May 6 (Bloomberg) -- Europe’s biggest fund managers say the highest volatility since July makes investing in the region too dangerous even as shares are trading at a 13 percent discount to global stocks.
“We’re not buyers,” said Romain Boscher, head of equities at Groupama Asset Management in Paris, which oversees $120 billion. “If you have a one-year vision, it’s time to buy, but if your vision is one month, it’s too early. Volatility will remain very strong. The market risks reaching lower points.”
Groupama, Semper Constantia Privatbank AG and Swisscanto Asset Management AG are passing up stocks valued at 11.5 times analysts’ forecasts for earnings over the next year, compared with a ratio of 13.2 for the MSCI World Index. More than $430 billion was erased from European markets in the past three days as concern Greece’s credit crisis will spread pushed the VStoxx Index of options to protect against losses in the Euro Stoxx 50 Index up 28 percent to its highest in a year.
MSCI’s global equities gauge erased its gain for 2010 yesterday and three people were killed in Greek demonstrations against government austerity measures after protesters set fire to an Athens bank. Moody’s Investors Service said it may cut Portugal’s credit rating for the first time. The euro plunged to a 14-month low against the dollar today.
The Stoxx Europe 600 Index slipped 1.5 percent today, falling to a two-month low. Spain’s IBEX 35 lost 2.9 percent, while Italy’s FTSE MIB Index slumped 4.3 percent to its lowest since July.
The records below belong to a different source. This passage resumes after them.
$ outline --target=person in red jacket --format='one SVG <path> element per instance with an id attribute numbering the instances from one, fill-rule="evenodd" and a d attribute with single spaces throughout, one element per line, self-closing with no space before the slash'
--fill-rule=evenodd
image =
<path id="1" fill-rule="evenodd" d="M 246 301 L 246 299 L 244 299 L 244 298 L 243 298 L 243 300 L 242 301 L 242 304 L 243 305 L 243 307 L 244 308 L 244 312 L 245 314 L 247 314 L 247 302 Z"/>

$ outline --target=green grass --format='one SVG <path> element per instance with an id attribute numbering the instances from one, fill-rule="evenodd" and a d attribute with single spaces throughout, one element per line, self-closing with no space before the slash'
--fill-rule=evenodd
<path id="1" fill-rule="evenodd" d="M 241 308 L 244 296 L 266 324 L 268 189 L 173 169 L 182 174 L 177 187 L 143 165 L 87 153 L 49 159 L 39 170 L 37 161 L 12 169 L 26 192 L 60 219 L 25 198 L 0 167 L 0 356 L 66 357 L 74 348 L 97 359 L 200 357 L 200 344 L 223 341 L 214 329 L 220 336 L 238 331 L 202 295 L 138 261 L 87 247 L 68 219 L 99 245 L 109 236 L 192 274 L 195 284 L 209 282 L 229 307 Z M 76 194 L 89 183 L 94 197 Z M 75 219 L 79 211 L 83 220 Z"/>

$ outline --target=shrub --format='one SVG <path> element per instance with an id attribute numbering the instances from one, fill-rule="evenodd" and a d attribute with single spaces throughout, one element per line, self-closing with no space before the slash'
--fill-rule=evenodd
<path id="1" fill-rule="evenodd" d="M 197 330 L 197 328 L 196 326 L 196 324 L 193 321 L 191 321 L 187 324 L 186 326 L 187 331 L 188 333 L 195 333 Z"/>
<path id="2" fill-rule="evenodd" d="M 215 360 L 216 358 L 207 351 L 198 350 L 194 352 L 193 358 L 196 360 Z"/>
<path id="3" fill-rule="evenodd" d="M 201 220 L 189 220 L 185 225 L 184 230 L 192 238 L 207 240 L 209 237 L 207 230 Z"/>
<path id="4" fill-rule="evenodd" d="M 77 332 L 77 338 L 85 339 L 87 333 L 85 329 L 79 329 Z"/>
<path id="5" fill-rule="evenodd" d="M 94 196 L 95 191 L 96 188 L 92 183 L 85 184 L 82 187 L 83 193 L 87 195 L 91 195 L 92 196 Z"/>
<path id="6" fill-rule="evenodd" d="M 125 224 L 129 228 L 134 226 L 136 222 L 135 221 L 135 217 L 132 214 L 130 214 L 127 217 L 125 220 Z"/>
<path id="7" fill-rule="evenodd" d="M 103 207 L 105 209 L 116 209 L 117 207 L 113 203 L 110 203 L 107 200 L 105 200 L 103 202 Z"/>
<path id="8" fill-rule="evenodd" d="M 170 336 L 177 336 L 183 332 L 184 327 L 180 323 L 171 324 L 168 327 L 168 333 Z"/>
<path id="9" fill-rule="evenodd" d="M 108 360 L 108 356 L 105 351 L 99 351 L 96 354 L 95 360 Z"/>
“The systemic risk is too high,” said Philipp Musil, who helps oversee $10 billion at Semper Constantia in Vienna. “The sentiment has changed from buy the dips to a problem of confidence.”
Equities plunged even as companies from Paris-based Societe Generale SA to Allianz SE in Munich and Leuven, Belgium-based Anheuser-Busch InBev NV reported profit that beat the average analyst estimate. European earnings are headed for the most positive surprises since at least 1997, according to ING Groep NV in Amsterdam.
“Our models and calculations say we normally should invest at this point,” Musil said. “Valuations are nice and first-quarter earnings have been tremendously good. On the other hand, we have the sovereign debt problem. This problem is too big.”
The VStoxx rose as much as 14.4 percent to 38.05 today. The Euro Stoxx 50 fell 2.5 percent to 2,611.41, after falling 1.1 percent yesterday, as 2.54 billion shares changed hands, twice the average for the year.
“For the past few days, we’ve had large volumes in the decline,” said Alexandre Le Drogoff, an analyst at Aurel Bgc in Paris. “That shows that the bears are controlling the market.”
Losses in the last two days offer a chance to invest in companies that are growing the fastest, said Mislav Matejka, head of European equity strategy at JPMorgan Cazenove in London.
“The positive drivers for stocks are still tracking,” he wrote in a May 4 note. “We advise adding to stocks on dips, favoring cyclical sectors, EPS momentum and operating leverage,” he said. Matejka told clients to buy stocks in March 2009, before the biggest rally in seven decades.
Concerns about credit defaults have infected equity markets. The extra yield that investors demand to hold Portuguese and Spanish debt rather than German bonds has soared since Standard & Poor’s cut their credit ratings last week. The premium over bunds rose to 332 basis points for 10-year Portuguese notes and 163 points for Spanish bonds, according to data compiled by Bloomberg.
Florian Esterer, a senior money manager at Zurich-based Swisscanto, isn’t boosting his stock holdings.
“It’s probably too early,” said Esterer, who helps oversee $54 billion and says stocks will eventually recover. “The question is contagion. The risk is still there and is keeping us on the sidelines. We really need to see Portuguese and Spanish bonds stabilizing. If Portugal and Spanish yields keep rising, how do you keep them from falling apart?”